# PyCitySchools

In [1]:
 # Dependencies and Setup
import pandas as pd

# File to Load (Remember to Change These)
school_data_to_load = "Resources/schools_complete.csv"
student_data_to_load = "Resources/students_complete.csv"

# Read School and Student Data File
school_data = pd.read_csv(school_data_to_load)
student_data = pd.read_csv(student_data_to_load)

In [2]:
# Store into DataFrames
school_data_df = pd.DataFrame(school_data)

total_schools = school_data_df["School ID"].count()
total_students = school_data_df["size"].sum()
total_budget = school_data_df["budget"].sum()

school_data_df.head()

Unnamed: 0,School ID,school_name,type,size,budget
0,0,Huang High School,District,2917,1910635
1,1,Figueroa High School,District,2949,1884411
2,2,Shelton High School,Charter,1761,1056600
3,3,Hernandez High School,District,4635,3022020
4,4,Griffin High School,Charter,1468,917500


In [3]:
# Print Quick sumary of total schools, total students and total budget
print(total_schools, total_students, total_budget)

15 39170 24649428


In [4]:
# Combine the data into a single dataset
school_data_complete = pd.merge(school_data, student_data, how="left", on=["school_name", "school_name"])
school_data_complete.head()

Unnamed: 0,School ID,school_name,type,size,budget,Student ID,student_name,gender,grade,reading_score,math_score
0,0,Huang High School,District,2917,1910635,0,Paul Bradley,M,9th,66,79
1,0,Huang High School,District,2917,1910635,1,Victor Smith,M,12th,94,61
2,0,Huang High School,District,2917,1910635,2,Kevin Rodriguez,M,12th,90,60
3,0,Huang High School,District,2917,1910635,3,Dr. Richard Scott,M,12th,67,58
4,0,Huang High School,District,2917,1910635,4,Bonnie Ray,F,9th,97,84


## District Summary

* Calculate the total number of schools

* Calculate the total number of students

* Calculate the total budget

* Calculate the average math score 

* Calculate the average reading score

* Calculate the percentage of students with a passing math score (70 or greater)

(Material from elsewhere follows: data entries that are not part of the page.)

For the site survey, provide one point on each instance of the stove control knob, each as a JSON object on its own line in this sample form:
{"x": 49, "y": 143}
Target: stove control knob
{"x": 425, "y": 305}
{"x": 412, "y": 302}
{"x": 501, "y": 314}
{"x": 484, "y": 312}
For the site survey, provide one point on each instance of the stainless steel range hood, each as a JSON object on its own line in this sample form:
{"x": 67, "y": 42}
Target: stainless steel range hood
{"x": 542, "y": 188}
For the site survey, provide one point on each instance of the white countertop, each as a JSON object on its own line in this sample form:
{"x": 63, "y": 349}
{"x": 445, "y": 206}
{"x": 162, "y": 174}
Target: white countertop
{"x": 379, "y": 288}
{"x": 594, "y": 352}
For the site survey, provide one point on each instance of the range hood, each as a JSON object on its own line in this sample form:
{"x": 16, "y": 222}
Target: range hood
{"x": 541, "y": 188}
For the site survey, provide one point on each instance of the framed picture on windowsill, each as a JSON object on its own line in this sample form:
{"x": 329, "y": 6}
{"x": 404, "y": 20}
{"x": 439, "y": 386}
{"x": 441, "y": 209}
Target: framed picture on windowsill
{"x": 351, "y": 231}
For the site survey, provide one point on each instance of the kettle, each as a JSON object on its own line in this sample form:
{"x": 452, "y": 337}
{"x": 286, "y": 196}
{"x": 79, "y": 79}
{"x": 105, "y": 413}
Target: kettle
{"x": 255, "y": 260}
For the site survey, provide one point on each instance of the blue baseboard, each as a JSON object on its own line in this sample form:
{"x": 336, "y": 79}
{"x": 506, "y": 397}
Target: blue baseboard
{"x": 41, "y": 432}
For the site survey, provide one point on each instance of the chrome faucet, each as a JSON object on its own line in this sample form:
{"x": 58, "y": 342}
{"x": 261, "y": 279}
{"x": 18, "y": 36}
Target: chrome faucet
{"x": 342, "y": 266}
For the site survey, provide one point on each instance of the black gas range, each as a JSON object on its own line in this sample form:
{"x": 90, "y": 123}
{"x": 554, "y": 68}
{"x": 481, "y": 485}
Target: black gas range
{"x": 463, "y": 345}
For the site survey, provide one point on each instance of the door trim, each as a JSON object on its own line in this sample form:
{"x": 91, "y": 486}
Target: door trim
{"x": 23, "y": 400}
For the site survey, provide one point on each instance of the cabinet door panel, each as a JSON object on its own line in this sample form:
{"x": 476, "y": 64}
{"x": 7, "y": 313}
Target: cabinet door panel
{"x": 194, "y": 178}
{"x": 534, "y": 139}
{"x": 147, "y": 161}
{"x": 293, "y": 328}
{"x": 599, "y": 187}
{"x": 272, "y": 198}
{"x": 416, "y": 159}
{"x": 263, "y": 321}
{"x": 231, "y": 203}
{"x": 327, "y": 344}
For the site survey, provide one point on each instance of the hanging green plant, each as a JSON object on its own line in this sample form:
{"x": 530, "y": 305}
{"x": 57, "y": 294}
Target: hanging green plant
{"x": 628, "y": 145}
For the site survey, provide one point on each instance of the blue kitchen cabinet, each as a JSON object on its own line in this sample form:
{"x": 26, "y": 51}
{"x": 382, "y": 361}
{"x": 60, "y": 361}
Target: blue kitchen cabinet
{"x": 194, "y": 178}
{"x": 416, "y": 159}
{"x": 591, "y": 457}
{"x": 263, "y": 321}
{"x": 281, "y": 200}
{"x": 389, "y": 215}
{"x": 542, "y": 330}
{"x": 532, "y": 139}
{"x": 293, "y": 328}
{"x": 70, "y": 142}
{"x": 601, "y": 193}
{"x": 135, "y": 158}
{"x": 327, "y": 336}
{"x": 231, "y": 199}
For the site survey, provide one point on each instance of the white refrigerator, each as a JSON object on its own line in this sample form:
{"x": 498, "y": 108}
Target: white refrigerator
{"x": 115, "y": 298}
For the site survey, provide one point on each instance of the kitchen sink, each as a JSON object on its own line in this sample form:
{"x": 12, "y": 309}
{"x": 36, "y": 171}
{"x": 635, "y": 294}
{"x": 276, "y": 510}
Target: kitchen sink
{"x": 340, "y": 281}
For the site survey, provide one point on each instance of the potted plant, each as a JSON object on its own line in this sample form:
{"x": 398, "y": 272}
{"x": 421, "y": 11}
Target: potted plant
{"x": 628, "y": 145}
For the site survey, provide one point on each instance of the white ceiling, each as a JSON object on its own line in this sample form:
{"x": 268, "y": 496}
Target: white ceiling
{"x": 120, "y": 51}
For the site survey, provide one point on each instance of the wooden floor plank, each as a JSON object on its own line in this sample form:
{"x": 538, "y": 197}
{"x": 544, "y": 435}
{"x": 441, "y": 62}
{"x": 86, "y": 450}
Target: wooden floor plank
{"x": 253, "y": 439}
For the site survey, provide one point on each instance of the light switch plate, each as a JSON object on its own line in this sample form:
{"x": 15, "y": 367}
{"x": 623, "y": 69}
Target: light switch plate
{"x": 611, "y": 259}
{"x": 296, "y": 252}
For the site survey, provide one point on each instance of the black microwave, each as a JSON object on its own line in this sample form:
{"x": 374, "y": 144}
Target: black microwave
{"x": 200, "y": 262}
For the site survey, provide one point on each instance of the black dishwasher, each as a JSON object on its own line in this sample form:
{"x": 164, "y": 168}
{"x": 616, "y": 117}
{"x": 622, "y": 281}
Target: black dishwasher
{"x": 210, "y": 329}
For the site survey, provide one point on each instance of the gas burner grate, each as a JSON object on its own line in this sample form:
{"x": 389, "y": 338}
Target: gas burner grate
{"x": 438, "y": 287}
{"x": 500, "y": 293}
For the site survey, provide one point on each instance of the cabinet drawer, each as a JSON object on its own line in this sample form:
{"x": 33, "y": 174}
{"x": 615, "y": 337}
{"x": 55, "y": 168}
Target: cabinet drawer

* Calculate the percentage of students with a passing reading score (70 or greater)

* Calculate the percentage of students who passed math **and** reading (% Overall Passing)

* Create a dataframe to hold the above results

* Optional: give the displayed data cleaner formatting

In [5]:
# Total Schools
total_schools = school_data_complete ["school_name"].nunique()
total_schools

15

In [6]:
# Total Students
total_students = int(school_data_complete["Student ID"].nunique())
total_students

39170

In [7]:
# Total Budget
total_budget = school_data_df["budget"].sum()
total_budget

24649428

In [8]:
# Average Math Score
avg_math_score = round(school_data_complete["math_score"].mean(),1)
avg_math_score

79.0

In [9]:
# Average Reading Score
avg_reading_score = round(school_data_complete["reading_score"].mean(),0)
avg_reading_score

82.0

In [10]:
# Total of Students with a passing math score of 70 or greater
students_passing_math = school_data_complete[school_data_complete["math_score"]>=70].count()["student_name"]

# Percentage of Students Passing maths
percentage_passed_math = round((students_passing_math/total_students)*100,1)
percentage_passed_math

75.0

In [11]:
# Total Students with a passing reading score of 70 or greater
students_passing_reading = school_data_complete[school_data_complete["reading_score"]>=70].count()["student_name"]

# Percentage of students Passing Reading
percentage_passed_reading = round((students_passing_reading/total_students)*100,1)
percentage_passed_reading

85.8

In [12]:
# Percentage Overall Passing (The percentage of students that passed math and reading)
#overall_passing = (percentage_passed_math + percentage_passed_reading)/2
#overall_passing

overall_passing = (percentage_passed_math + percentage_passed_reading)/2
overall_passing

80.4

In [13]:
# Dataframe Summary of above results
district_Summary_df = pd.DataFrame({"Total Schools":[total_schools],
                      "Total Students":[total_students],
                      "Total Budget":[total_budget],
                      "Average Math Score":[avg_math_score],
                      'Average Reading Score':[avg_reading_score],
                      "% Passing Math":[percentage_passed_math],
                      "% Passing Reading":[percentage_passed_reading],
                      "% Overall Passing":[overall_passing]})

In [14]:
# Format
district_Summary_df['Total Budget'] = district_Summary_df['Total Budget'].map('${:,.2f}'.format)

district_Summary_df

Unnamed: 0,Total Schools,Total Students,Total Budget,Average Math Score,Average Reading Score,% Passing Math,% Passing Reading,% Overall Passing
0,15,39170,"$24,649,428.00",79.0,82.0,75.0,85.8,80.4